Quel nome era un altro incubo per l’Imperatore delle Streghe, e il solo riportarlo alla mente gli provocò una fitta alla tempia.

“Rafael.”

Era forse la sua coscienza a chiamarlo? Impossibile, se mai ne aveva avuta una, l’aveva sepolta nelle parti più remote e sgradite del suo inconscio.

“Rafael.”

Non lo vedeva da anni, era morto, lui l’aveva ucciso, eppure il suo fantasma non si arrendeva e seguitava a tormentarlo.

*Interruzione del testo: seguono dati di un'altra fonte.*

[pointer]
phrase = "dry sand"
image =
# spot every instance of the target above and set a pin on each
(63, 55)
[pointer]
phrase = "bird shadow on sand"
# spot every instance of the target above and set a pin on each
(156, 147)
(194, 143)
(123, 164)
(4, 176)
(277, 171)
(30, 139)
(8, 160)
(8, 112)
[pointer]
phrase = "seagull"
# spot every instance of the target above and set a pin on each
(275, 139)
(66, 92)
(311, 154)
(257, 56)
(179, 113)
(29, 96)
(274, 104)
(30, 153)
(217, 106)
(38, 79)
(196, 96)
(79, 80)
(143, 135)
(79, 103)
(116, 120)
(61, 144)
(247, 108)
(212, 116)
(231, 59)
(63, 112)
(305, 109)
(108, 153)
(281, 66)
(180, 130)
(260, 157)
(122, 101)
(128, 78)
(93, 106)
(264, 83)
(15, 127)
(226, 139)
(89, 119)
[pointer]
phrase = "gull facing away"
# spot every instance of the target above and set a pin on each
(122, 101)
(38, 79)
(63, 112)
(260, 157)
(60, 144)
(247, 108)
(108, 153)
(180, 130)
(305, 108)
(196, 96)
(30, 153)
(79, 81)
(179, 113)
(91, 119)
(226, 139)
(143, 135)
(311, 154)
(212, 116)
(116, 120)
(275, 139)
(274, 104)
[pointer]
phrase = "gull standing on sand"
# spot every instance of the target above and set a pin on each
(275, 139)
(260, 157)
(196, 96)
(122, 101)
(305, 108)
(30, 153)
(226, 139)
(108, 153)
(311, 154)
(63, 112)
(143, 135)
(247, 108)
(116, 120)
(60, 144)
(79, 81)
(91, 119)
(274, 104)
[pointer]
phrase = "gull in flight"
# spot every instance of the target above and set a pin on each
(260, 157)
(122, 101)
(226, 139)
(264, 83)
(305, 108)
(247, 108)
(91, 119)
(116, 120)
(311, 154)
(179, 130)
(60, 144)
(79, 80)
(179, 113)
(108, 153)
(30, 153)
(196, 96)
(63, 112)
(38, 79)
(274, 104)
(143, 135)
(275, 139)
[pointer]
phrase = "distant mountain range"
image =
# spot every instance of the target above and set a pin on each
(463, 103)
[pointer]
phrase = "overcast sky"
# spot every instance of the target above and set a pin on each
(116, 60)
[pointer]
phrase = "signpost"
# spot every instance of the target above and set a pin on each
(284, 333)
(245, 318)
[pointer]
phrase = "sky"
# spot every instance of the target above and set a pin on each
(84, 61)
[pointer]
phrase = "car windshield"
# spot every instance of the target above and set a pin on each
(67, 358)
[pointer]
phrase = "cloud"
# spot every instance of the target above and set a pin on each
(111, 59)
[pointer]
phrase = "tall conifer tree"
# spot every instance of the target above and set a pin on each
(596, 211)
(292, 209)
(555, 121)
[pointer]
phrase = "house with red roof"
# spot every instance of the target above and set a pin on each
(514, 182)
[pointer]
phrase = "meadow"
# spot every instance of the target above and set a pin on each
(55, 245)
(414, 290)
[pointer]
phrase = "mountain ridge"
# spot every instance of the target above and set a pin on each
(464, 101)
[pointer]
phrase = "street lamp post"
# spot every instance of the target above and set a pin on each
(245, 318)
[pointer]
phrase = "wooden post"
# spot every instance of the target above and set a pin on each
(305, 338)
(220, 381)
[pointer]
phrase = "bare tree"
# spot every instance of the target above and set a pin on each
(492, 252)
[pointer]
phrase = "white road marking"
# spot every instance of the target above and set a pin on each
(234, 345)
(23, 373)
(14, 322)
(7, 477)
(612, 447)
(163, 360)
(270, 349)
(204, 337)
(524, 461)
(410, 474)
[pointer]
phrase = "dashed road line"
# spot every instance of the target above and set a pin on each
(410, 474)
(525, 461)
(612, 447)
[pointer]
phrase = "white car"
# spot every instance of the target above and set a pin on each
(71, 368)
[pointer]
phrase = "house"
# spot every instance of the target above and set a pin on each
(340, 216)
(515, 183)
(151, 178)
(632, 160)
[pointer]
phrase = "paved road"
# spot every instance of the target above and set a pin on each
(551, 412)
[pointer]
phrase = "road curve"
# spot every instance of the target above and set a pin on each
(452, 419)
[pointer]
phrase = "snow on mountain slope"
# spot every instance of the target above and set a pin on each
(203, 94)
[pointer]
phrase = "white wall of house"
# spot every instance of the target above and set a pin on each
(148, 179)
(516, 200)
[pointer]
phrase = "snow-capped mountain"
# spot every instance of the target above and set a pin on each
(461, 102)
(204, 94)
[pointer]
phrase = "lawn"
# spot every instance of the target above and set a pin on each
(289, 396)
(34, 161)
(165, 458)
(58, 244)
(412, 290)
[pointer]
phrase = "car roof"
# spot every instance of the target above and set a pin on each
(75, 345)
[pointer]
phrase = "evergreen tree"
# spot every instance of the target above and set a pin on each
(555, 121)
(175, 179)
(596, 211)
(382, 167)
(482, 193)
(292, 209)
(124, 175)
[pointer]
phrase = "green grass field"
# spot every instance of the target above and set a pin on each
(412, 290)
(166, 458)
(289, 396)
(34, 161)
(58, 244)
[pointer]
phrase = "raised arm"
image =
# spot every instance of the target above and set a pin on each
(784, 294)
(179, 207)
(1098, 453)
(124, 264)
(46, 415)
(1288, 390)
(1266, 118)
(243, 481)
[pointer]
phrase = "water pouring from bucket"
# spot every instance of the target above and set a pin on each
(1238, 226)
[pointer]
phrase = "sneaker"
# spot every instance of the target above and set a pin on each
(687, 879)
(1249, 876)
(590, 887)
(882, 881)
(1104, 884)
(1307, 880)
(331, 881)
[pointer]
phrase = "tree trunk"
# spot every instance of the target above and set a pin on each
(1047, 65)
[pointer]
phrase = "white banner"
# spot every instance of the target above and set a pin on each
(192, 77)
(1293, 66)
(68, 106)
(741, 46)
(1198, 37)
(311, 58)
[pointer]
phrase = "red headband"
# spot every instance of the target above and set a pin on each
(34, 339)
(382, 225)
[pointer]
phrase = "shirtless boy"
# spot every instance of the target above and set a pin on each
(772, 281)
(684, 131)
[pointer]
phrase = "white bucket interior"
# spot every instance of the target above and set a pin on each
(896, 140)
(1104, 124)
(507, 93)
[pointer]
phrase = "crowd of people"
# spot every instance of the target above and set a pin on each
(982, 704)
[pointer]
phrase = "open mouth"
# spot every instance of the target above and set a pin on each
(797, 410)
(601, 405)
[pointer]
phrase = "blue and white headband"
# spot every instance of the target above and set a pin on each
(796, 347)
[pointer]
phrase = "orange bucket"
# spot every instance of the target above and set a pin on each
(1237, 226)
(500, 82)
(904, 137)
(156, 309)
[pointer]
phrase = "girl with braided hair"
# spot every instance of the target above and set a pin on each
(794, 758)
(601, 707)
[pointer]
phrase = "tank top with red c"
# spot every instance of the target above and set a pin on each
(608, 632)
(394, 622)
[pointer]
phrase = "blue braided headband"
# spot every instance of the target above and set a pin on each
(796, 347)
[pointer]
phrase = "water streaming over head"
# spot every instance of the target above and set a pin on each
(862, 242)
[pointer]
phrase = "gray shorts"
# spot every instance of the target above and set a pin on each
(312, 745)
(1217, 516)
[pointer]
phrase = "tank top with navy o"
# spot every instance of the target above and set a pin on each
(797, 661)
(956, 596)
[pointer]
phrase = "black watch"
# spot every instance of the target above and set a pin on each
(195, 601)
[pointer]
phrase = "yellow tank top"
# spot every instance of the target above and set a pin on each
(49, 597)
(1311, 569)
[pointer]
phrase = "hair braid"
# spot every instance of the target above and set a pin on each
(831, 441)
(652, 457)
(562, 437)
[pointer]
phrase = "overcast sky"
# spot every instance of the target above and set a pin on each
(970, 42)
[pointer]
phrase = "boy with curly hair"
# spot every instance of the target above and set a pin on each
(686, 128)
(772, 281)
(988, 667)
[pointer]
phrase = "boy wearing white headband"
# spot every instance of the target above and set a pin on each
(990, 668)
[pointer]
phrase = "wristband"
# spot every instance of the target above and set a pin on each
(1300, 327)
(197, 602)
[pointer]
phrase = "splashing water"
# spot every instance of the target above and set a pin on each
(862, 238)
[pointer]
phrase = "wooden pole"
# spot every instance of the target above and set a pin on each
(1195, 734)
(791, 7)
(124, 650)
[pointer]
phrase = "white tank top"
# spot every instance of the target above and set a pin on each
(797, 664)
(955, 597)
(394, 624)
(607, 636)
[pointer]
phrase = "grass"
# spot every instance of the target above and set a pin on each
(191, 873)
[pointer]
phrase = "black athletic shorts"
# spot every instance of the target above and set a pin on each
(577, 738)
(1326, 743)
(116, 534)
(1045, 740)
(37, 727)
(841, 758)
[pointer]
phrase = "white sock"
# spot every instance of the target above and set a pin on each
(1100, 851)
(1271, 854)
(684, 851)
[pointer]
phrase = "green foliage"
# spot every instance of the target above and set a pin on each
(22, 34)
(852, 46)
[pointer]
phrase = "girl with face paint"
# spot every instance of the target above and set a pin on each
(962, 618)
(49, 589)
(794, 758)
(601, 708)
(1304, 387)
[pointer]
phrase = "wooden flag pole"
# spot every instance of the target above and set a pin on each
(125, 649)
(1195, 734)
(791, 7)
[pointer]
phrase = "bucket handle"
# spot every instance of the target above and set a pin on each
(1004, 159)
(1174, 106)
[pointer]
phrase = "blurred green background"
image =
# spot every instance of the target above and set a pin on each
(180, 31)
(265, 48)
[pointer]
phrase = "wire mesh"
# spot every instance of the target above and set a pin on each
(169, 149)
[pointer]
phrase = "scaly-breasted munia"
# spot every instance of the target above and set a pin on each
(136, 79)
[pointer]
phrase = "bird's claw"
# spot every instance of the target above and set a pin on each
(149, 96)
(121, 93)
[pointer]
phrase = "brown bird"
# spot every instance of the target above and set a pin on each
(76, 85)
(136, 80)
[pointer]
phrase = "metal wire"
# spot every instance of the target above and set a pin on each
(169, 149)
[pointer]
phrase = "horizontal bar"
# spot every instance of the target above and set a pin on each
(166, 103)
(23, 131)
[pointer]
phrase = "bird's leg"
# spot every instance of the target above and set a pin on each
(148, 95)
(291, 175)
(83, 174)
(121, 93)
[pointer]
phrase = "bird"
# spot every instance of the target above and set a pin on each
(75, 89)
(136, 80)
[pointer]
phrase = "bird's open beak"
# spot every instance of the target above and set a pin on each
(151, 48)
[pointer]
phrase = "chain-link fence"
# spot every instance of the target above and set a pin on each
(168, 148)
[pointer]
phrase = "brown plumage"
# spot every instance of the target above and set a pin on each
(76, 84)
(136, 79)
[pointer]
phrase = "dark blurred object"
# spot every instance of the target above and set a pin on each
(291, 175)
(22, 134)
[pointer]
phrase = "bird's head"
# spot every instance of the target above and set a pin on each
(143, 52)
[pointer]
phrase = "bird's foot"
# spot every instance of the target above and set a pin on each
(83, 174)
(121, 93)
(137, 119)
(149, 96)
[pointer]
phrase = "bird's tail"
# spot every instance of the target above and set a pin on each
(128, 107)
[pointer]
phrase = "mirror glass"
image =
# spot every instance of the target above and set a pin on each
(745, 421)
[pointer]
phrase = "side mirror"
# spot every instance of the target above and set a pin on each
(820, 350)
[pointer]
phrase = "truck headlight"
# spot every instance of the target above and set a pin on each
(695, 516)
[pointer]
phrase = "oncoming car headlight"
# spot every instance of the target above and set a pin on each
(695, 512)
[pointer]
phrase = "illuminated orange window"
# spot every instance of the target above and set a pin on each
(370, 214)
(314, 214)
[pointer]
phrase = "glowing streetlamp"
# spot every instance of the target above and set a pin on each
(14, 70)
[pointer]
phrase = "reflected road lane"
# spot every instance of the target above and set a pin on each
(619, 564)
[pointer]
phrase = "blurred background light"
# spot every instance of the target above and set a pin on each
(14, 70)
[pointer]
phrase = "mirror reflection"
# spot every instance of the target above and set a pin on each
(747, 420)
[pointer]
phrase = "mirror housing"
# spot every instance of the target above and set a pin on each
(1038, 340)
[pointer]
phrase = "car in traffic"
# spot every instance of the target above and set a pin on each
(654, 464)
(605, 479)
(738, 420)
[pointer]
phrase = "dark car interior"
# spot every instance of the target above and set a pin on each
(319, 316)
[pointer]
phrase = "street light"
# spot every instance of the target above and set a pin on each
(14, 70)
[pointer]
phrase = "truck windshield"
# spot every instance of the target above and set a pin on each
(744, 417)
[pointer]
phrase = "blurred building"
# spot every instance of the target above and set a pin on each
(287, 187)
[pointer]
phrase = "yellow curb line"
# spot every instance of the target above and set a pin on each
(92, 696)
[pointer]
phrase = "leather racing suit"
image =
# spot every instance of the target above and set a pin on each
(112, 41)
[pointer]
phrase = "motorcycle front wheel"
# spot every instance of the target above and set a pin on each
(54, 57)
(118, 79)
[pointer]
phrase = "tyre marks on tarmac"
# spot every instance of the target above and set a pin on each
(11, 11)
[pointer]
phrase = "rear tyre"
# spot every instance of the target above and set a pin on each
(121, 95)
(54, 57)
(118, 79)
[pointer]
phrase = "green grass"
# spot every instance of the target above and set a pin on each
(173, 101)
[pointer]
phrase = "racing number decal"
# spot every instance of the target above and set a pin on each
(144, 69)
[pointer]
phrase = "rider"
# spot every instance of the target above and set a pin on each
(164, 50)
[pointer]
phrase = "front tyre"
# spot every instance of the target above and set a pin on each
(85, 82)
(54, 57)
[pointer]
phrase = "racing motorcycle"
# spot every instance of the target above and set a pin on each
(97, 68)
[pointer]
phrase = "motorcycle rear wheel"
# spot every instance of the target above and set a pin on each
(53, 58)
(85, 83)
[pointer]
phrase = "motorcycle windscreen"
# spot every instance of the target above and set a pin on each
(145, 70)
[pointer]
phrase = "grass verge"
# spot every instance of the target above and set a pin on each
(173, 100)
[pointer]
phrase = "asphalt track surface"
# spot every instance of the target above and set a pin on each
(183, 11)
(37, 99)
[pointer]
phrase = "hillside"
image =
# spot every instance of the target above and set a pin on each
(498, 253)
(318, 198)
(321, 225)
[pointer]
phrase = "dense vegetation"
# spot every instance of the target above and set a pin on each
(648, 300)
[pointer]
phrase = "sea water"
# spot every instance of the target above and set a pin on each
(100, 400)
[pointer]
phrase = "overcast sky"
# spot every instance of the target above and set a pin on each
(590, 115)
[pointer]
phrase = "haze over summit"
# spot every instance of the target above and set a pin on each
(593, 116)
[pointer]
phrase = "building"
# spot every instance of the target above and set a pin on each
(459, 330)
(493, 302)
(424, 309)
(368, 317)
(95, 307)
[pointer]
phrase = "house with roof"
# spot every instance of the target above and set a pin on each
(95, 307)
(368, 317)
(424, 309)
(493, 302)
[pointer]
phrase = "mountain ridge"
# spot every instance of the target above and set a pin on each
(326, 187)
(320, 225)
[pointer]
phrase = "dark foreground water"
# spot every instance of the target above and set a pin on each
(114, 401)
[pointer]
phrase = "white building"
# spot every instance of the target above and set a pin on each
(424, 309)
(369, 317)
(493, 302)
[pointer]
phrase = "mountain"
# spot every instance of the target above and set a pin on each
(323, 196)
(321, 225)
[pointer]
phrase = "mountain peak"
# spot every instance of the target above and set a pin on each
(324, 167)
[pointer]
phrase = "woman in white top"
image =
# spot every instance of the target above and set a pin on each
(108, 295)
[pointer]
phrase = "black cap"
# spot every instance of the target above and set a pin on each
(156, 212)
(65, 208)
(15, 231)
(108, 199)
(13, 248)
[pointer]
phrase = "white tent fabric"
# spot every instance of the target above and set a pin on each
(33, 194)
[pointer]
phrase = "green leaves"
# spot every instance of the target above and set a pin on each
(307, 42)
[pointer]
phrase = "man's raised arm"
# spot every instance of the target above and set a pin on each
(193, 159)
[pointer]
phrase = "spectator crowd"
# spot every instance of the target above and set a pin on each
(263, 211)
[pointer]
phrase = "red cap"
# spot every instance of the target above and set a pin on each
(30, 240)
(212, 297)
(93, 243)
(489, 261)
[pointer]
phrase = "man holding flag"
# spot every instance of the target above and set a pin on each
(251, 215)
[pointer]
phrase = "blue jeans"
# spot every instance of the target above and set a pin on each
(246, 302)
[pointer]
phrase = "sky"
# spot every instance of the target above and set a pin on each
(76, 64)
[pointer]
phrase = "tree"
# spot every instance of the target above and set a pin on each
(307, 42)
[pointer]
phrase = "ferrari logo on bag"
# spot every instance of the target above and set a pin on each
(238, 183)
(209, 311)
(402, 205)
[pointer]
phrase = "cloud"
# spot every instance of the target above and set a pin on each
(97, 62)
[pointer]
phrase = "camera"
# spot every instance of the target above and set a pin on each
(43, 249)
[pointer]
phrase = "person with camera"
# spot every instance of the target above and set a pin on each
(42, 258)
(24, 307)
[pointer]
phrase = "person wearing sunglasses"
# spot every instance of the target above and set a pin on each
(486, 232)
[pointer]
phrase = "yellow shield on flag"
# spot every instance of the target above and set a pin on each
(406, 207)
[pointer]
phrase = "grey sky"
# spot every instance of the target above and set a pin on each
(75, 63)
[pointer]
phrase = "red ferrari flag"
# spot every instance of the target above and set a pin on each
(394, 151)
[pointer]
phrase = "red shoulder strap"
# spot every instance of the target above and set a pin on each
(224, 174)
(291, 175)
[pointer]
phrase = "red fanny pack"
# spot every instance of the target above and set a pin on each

Lui, con il sorriso e gli occhi buoni, con l’aria innocente e gentile di chi non farebbe del male ad un moscerino. Lui, il suo esatto opposto.

Belos scosse la testa e si apprestò ad accogliere la cara ospite che negli ultimi mesi gli aveva reso le cose difficili come mai era accaduto in cinquant’anni di regno, e in trecentocinquanta di vita.

Eccola, la ragazzina umana che aveva osato ficcare il naso in faccende che non le competevano, imbrigliata nei rovi pungenti di Terra Bocca di Leone. I glifi le erano stati confiscati e i suoi arti non toccavano il pavimento, motivo per cui era inerme, senza vie di fuga.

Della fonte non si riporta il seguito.